Citing Ginger Baker, Keith Moon, Ted Parsons and Martin Atkins to name a few as his favorite drummers, Ed has a drumming style all his own. Flailing arms,crashing cymbals and gongs,pounding bass- all on a drum set that looks to be designed by Peter Max and a group of rouge arc welders, Ed is a show in his own right.

Ed first teamed up with John Mulvaney to record the first Temple album and lay the blueprint of what was to come. At the time only a two piece they covered prog, avant garde territory reminiscent of Soft Machine and Sun Ra.

Ed teamed up later with Trevor Dixon and Mark Lux to record the highly acclaimed "Thunder, Feedback and Confusion" album. Released in 1993 by Siltbreeze records this album even more so defined the sound and style of Temple. Loud, noisy psychedelic rock that destroyed hearing and broke boundaries. The trio played shows extensively in their hometown of Philadelphia and the surrounding area causing a stir as well as a few eyebrows to be raised to the fact that psychedelic rock wasn't dead.

1995 saw the release of Temple's debut on Bulb Records, "Enduro, America's Most Loudness". The players were Frank Bradley (guitar), Mark Denardo (Bass), Rich Lamb (Bass), Angelo Madrigale (Drums) and Ed (Drums and Vocals). The music primal and grating, feedback soaked loops of pure sonic comfort. The best description "Merzbow meets L.A. Guns" or "America's High Rise". With Temple's growing notoriety as "America's Most Loudness" the band began to see some recognition for their efforts by the means of college radio play, rave reviews in zines and a now constant flux of shows spreading further away from the Philly homebase.
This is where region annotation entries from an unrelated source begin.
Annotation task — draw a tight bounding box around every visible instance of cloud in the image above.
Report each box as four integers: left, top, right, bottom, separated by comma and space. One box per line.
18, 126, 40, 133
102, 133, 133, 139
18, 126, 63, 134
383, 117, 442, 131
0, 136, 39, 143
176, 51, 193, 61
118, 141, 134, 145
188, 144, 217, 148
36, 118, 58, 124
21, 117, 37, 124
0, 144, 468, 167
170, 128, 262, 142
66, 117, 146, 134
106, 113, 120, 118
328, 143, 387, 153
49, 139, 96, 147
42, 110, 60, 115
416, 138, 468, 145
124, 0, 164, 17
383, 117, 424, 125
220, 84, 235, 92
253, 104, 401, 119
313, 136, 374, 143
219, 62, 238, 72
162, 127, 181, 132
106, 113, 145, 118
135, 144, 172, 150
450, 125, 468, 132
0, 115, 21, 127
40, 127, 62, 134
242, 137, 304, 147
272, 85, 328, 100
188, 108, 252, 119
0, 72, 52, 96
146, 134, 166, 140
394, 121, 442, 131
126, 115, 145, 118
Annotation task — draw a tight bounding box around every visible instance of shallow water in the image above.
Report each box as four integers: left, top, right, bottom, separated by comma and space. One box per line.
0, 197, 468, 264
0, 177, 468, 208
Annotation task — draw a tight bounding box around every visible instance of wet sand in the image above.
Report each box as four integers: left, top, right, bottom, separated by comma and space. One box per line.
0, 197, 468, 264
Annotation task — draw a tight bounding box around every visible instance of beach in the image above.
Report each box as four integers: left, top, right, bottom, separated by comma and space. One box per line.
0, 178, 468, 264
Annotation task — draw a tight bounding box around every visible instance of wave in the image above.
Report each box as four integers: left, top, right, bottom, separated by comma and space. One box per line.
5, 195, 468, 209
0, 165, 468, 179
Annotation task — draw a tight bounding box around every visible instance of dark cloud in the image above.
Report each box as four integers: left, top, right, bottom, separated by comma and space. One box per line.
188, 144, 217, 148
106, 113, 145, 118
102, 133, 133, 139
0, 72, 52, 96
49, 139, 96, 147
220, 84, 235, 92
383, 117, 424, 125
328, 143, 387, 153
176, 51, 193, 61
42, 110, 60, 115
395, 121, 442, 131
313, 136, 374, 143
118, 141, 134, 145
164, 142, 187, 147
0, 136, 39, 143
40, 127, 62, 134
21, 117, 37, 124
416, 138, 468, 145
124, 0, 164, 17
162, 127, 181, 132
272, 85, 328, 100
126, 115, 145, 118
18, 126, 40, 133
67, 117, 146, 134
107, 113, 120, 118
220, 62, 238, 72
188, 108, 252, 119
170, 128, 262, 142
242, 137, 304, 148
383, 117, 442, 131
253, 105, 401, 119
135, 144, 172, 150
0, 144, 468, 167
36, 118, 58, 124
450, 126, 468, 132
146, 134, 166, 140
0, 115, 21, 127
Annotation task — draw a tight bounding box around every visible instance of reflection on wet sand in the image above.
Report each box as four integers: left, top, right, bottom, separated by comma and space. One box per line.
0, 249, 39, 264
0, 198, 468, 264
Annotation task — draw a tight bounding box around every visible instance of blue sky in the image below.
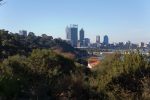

"Bullet in2 Mesmer's Brain" was released 1997 again on Bulb Records. The lineup changed once again, not getting stale Temple displayed a avant jazz feel, with live and studio tapes cut up and stuck together giving the record a bit of a hyperventilated, vertigo swirl. Perfomers were Charles Cohen(Synths), Elliot Levin(Sax and Flute),Linda Searnock(Guitar),Joe Z.(Bass),Rick Brackbill(Guitar/Turntables),Steve Buchanan(Guitar and Sax),Greg Chapman(Synths),the return of John Mulvaney(Synths) and of course Ed being Ed. This is free jazz!!

Over the next couple years many new faces came and went through the turnstiles that is T.O.B.M. A lot of shows and roads were traveled.

What do you get when a room full of musicians from different walks of life with different tastes who never played together are conducted by Ed Wilcox? "We've Got The Biggest Engine" released 1999 by Little Army Records is the answer. Too many musicians to list but Ed pulled it all together, putting yet another spin on what the world knows as Temple of Bon Matin.

More shows more noise... Then in 2001 "Cabin in the Sky" a Bulb Records limited edition vinyl pressing. Folky-art-noise-rock, showing a newer down home sound to Temple's ever eclectic array of styles.

2004 brought a new album and new label behind T.O.B.M., the album "Infidel" was released on Spirit of Orr records. A grittier, space/punk voodoo ritual including a whole different line up of various musicans and guest musicans than before. "Infidel" is earning the respect of critics, college radio and fans worldwide.